Tight margins “driven in large measure by a high level of discounting in the market, with some retailers pricing inventory below cost,” were also negating factors to growth at present, Smart said.
However, it wasn’t all bad news for the retailer, who reported online sales jumped 80% and TV, PC sales all going well.
However, the news was enough to irk investors.
The retailer’s share price has now fallen to its lowest point in over two years.
“We can’t control the share price,” Smart told SmartHouse today, but “we can only hope [the market] gets better in the New Year.”
“Christmas is a bit softer than last year and while we are down, it is an improvement on current trends.”
He also said the below cost selling some retailers were engaging in was unsustainable, but said, “we thive on discounting, the problem is consumer confidence.”
“If we see some improvement, then we’ll see good growth.”

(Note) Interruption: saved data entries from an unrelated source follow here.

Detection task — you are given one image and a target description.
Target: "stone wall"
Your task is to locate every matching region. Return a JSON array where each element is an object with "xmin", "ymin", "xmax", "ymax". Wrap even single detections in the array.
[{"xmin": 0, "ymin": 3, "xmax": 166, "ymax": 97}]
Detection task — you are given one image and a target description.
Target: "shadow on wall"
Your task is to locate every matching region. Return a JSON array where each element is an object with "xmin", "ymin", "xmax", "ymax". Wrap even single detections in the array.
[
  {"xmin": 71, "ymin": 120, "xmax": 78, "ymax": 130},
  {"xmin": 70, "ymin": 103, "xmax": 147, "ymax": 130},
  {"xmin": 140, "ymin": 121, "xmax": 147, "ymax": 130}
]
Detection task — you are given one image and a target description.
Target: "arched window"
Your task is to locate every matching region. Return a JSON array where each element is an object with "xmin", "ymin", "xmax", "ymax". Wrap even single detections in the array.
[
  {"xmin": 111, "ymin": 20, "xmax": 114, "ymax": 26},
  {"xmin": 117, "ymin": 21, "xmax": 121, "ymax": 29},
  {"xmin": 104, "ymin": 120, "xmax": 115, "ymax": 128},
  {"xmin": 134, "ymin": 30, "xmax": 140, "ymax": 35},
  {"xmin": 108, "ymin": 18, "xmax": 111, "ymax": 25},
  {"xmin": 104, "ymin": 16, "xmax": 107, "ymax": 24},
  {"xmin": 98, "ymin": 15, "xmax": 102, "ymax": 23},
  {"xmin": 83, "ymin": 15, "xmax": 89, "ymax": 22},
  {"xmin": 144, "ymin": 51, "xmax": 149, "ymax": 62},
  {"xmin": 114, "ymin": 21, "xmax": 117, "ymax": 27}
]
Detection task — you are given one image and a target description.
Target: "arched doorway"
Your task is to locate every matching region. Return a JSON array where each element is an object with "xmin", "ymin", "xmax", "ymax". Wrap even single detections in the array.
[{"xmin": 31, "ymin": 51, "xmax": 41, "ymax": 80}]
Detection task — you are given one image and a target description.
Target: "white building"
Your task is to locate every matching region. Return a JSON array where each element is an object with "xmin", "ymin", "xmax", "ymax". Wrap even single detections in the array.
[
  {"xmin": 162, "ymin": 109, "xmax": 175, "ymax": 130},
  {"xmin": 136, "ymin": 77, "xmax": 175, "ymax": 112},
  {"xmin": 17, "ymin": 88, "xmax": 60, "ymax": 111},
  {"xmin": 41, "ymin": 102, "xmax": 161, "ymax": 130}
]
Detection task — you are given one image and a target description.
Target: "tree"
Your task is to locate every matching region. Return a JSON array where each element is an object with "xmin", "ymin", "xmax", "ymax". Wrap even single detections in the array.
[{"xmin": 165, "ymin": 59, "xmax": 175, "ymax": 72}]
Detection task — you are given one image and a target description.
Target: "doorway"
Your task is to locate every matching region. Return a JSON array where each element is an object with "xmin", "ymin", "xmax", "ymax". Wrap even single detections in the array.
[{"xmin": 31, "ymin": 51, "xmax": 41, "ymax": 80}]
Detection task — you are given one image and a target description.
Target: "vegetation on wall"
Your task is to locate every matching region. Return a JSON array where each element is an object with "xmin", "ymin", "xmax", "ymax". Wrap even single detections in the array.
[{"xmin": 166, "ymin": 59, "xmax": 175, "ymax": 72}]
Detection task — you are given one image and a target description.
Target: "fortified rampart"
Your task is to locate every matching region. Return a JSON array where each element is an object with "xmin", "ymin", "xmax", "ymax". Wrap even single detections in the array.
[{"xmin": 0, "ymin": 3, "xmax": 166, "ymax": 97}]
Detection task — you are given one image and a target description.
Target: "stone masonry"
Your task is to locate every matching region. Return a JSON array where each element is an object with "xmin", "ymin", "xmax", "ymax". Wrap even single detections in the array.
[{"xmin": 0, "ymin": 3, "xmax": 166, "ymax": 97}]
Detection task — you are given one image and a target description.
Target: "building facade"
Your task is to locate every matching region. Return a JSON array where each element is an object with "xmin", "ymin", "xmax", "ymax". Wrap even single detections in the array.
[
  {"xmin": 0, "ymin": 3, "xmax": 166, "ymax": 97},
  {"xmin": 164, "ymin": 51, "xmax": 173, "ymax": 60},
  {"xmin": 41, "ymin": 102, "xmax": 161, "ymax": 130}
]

However, despite the fall, Christmas trading has started to build “momentum” and was “well positioned to take advantage of the busy trading,” the retailer said in a statement yesterday.
However, JB Hi-Fi will be just the first in a long line of big names to downgrade profit, as retail continues to suffer the blues, analyst believe.
”If JB Hi-Fi is copping it, I’d hate to think how Dick Smith and Harvey Norman are tracking at the moment,” one analyst, told Fairfax Media.
”By doing it now, it shows they don’t expect a pick-up, which is pretty telling.”